On 2/26/2016 11:17 AM, David Nadlinger wrote:
I was referring to something different in my post, though, as the question
concerned "low-hanging fruit". The problem there is really just that template
names sometimes grow unreasonably long pretty quickly. As an example, without
wanting to divulge any internals, some of the mangled symbols (!) in the Weka
codebase are several hundred kilobytes in size. core.demangle gives up on them
anyway, and they appear to be extremely repetitive. Note that just like in
Steven's post which I linked earlier, the code in question does not involve any
crazy recursive meta-templates, but IIRC makes use of Voldemort types. Tracking
down and fixing this – one would almost be tempted to just use standard data
compression – would lead to a noticeable decrease in compile and link times for
affected code.
A simple solution is to just use lz77 compression on the strings. This is used
for Win32 and works well. (I had a PR to put that in Phobos, but it was rejected.)

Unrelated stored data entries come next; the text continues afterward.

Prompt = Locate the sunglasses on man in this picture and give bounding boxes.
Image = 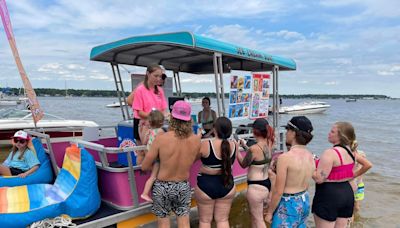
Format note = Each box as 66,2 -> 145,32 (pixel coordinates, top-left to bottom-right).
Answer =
13,138 -> 27,144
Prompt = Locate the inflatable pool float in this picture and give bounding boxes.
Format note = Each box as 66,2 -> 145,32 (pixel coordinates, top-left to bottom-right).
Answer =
0,138 -> 53,187
0,144 -> 100,228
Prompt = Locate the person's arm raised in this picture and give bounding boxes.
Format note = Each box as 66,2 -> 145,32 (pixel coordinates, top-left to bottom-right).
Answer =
236,138 -> 253,168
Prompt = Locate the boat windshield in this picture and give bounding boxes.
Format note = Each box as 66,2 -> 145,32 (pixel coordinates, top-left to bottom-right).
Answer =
0,108 -> 29,119
0,108 -> 63,120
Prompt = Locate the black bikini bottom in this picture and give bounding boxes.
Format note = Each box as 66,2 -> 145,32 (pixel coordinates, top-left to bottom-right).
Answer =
247,178 -> 271,191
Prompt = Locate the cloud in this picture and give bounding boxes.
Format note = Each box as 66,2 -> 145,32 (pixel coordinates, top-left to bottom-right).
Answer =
8,0 -> 287,31
67,64 -> 85,70
377,64 -> 400,76
325,81 -> 339,85
37,63 -> 62,72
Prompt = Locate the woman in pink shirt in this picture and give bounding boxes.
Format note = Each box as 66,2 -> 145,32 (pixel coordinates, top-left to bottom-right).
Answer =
132,65 -> 167,164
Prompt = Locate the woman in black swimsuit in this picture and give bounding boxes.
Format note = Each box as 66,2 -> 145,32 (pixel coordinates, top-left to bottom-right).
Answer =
194,117 -> 239,227
237,118 -> 275,228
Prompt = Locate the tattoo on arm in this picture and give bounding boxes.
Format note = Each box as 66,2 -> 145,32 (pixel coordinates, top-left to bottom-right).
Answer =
242,152 -> 253,167
320,171 -> 328,181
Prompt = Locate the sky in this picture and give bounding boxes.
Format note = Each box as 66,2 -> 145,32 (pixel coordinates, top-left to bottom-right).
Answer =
0,0 -> 399,97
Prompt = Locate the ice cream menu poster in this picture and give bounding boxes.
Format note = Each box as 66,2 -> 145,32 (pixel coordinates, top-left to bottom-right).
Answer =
228,71 -> 252,119
250,73 -> 270,119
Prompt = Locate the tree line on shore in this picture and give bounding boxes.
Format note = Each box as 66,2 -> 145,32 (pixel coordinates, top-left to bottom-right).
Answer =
1,87 -> 391,99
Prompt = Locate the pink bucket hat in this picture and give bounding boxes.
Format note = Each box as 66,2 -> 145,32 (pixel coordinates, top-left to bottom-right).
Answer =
171,100 -> 191,121
13,130 -> 30,140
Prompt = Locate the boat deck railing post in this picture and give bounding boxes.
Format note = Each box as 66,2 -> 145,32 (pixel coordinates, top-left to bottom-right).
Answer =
213,52 -> 222,117
25,130 -> 60,175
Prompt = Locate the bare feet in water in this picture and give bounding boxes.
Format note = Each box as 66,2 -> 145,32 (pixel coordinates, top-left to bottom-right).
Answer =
141,194 -> 153,203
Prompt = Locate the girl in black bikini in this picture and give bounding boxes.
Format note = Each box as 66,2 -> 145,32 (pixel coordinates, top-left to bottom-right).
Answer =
236,118 -> 275,228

https://www.digitalmars.com/sargon/lz77.html
As a snide aside, the mangling schemes used by Microsoft and g++ have a built-in
compression scheme, but they are overly complex and produce lousy results. Lz77
is simpler and far more effective :-)
An alternative is to generate an SHA hash of the name, which will be unique, but
the downside is it is not reversible and so cannot be demangled.